We now define the matrix $$ \sigma_z = \begin{pmatrix} 1 & 0 \\ 0 & -1 \end{pmatrix} $$ Apply it of \(|0\rangle\) and \(|1\rangle\), we can see that it gives us \(-1\) and \(1\), respectively, almost what we want. We can fix the wrong sign by using \(-\sigma_z\) instead. Since the ladder operator should not affect the sites after it, the identity matrix should still be used for sites after it. This leads to the following representation: $$ a_1^{(\dagger)} \rightarrow a^{(\dagger)} \otimes \mathbb{1}_2 \quad a_2^{(\dagger)} \rightarrow (-\sigma_z) \otimes a^{(\dagger)} \quad $$ or in SymPy:

sigma_z = sp.Matrix([[1, 0], [0, -1]])

a_dag_1 = TensorProduct(a_dag, sp.eye(2))
a_dag_2 = TensorProduct(sigma_z, a_dag)
a_1 = TensorProduct(a, sp.eye(2))
a_2 = TensorProduct(sigma_z, a)

Feel free to play around with the representation and verify that it manupulates the basis states correctly. Note that this time $$ a_2^\dagger |1 0\rangle = - |1 1\rangle $$ where the minus sign correctly reflects \(\Gamma_2^{\vec{k}}\).

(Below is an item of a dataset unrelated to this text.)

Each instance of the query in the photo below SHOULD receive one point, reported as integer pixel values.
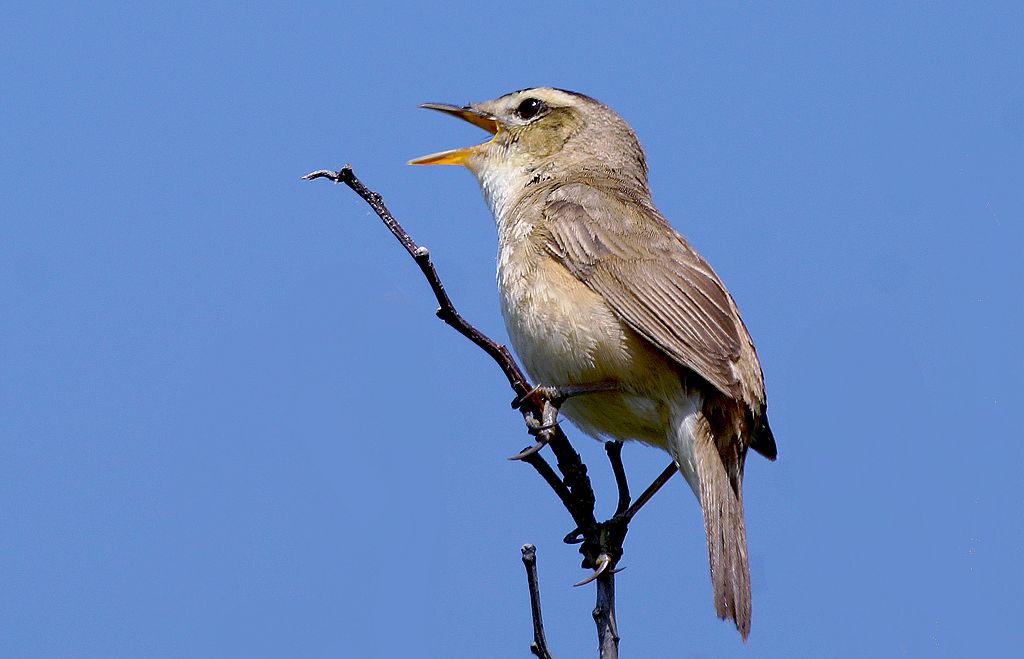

It can be verified that all anticommuation relations are satisfied using the representation;

print('Anticommutator of a_(dag)_i and a_(dag)_j:')
print('{a_dag_1, a_1}:', a_dag_1 * a_1 + a_1 * a_dag_1)
print('{a_dag_2, a_2}:', a_dag_2 * a_2 + a_2 * a_dag_2)
print('{a_dag_1, a_2}:', a_dag_1 * a_2 + a_2 * a_dag_1)
print('{a_dag_2, a_1}:', a_dag_2 * a_1 + a_1 * a_dag_2)
print('{a_dag_1, a_dag_2}:', a_dag_1 * a_dag_1 + a_dag_1 * a_dag_1)
print('{a_1, a_2}:', a_1 * a_2 + a_2 * a_1)

The "trivial" anticommutation relations $$ \{a_p^\dagger, a_p^\dagger\} = \{a_p, a_p\} = 0\quad \text{for } p = 1, 2 $$ are omitted in the code snippet, because they are again automatically satisfied due to the nilpotency of the one-site ladder operators.

Generalization to \(M\) sites

With the idea of the representation for two sites, we can generalize it to \(M\) sites. The ladder operators are represented as $$ a_p^{(\dagger)} \rightarrow (-\sigma_z)^{\otimes (p-1)} \otimes a^{(\dagger)} \otimes \mathbb{1}_2^{\otimes (M-p)} $$

In English, the ladder operator at site \(p\) is represented as the tensor product of \(M\) \(2 \times 2\) matrices, where the first \(p-1\) ones are \(-\sigma_z\), the \(p\)-th one is \(a^{(\dagger)}\), and the last \(M-p\) ones are \(\mathbb{1}_2\).